What is a CSS gradient?
A CSS gradient is a smooth transition between two or more colors defined directly in code — no image files required. Linear gradients transition in a straight line, while radial gradients radiate outward from a center point. Both are widely supported and render crisply at any resolution.
Choosing a palette
- Pastel: soft, muted tones. Ideal for wellness apps, children's interfaces, and light-mode UIs.
- Vivid: saturated, high-energy colors. Great for hero sections, CTAs, and marketing materials.
- Dark: deep, moody tones. Perfect for dark-mode backgrounds, gaming UIs, and dramatic cards.
- Monochrome: shades of a single hue. Clean and professional for subtle backgrounds and overlays.
- Random: fully unpredictable — useful for discovery, testing, and inspiration.
Linear vs radial
Use linear gradients for backgrounds, buttons, headers, and dividers where a directional flow makes sense. Use radial gradients for spotlight effects, circular badges, card highlights, and hero image overlays.
How many color stops?
- 2 stops: clean and simple. Works for buttons, tags, and minimalist backgrounds.

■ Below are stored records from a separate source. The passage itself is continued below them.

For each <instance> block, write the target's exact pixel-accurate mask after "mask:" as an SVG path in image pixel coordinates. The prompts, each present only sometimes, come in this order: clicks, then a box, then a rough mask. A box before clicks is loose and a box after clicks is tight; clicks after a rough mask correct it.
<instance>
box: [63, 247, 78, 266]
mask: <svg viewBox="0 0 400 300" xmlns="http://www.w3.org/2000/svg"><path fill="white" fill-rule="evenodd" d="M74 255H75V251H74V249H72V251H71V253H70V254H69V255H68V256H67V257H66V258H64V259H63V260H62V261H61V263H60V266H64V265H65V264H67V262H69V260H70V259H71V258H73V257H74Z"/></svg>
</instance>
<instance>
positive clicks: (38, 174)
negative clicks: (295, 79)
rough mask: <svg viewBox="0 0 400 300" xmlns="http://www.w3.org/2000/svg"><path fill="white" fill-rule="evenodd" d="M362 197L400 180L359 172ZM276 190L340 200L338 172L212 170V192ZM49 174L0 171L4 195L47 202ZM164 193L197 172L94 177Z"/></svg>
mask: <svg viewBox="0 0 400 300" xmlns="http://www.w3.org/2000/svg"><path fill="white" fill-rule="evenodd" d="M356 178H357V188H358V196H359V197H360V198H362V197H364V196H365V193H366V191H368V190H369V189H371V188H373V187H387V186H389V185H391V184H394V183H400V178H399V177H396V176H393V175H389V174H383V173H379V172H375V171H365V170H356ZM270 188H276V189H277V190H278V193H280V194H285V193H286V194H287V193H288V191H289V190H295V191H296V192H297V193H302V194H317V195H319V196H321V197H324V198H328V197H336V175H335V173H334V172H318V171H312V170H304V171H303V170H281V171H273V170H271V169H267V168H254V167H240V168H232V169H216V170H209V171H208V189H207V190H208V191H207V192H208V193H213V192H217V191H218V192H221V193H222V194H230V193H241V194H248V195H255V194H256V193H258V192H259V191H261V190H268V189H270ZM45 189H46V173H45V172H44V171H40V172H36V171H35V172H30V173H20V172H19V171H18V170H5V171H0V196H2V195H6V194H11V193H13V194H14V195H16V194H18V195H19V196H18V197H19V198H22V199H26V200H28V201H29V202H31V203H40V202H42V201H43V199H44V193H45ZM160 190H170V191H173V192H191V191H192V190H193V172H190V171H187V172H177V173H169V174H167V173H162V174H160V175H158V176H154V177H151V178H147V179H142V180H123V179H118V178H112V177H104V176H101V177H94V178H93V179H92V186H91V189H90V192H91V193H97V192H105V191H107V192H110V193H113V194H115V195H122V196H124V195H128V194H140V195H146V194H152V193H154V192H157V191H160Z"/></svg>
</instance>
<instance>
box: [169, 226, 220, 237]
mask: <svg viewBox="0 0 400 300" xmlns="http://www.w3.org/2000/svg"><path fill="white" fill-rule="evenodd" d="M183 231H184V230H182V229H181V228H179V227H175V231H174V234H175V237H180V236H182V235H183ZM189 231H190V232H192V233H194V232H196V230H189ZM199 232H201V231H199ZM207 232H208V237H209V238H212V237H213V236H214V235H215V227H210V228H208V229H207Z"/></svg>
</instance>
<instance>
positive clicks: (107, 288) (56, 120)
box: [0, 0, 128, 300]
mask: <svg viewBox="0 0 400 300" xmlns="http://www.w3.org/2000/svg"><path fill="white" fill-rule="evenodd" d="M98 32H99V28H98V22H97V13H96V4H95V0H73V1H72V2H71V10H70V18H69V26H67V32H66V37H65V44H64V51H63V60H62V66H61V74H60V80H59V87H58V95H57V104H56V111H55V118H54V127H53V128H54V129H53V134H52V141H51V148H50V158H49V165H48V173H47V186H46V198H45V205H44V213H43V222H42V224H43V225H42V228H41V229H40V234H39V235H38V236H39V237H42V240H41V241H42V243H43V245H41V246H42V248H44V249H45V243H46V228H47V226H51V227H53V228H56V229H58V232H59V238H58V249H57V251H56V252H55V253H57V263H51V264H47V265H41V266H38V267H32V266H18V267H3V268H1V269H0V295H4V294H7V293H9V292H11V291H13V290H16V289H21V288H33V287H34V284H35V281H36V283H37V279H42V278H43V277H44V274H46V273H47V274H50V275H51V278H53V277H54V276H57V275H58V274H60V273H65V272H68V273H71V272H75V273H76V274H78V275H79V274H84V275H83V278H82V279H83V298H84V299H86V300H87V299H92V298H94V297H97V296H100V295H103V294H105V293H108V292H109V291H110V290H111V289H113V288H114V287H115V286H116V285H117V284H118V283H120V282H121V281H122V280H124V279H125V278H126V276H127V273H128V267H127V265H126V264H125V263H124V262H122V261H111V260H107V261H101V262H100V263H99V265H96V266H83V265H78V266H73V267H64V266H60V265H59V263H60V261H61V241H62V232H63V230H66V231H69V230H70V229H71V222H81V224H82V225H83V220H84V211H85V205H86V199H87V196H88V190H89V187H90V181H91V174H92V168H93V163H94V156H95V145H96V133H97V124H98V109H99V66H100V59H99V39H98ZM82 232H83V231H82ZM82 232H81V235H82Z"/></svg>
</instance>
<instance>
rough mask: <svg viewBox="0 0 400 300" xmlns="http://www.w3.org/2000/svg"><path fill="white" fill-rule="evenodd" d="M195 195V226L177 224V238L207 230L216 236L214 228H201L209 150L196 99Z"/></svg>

- 3 stops: adds depth with a midpoint color. Good for hero sections and banners.
- 4 stops: rich and complex. Best for artistic backgrounds and full-page visuals.
How to generate a gradient
- Choose linear or radial as the direction type.
- Pick a palette that matches your design tone.
- Set the number of color stops (2–4).
- Click Generate Gradient.
- Copy the CSS value and paste it into your stylesheet.
Using the output
The generator outputs a complete background CSS declaration ready to paste. For Tailwind
CSS projects, extract the color values and use the from-, via-, and
to- utility classes, or add a custom gradient in your config.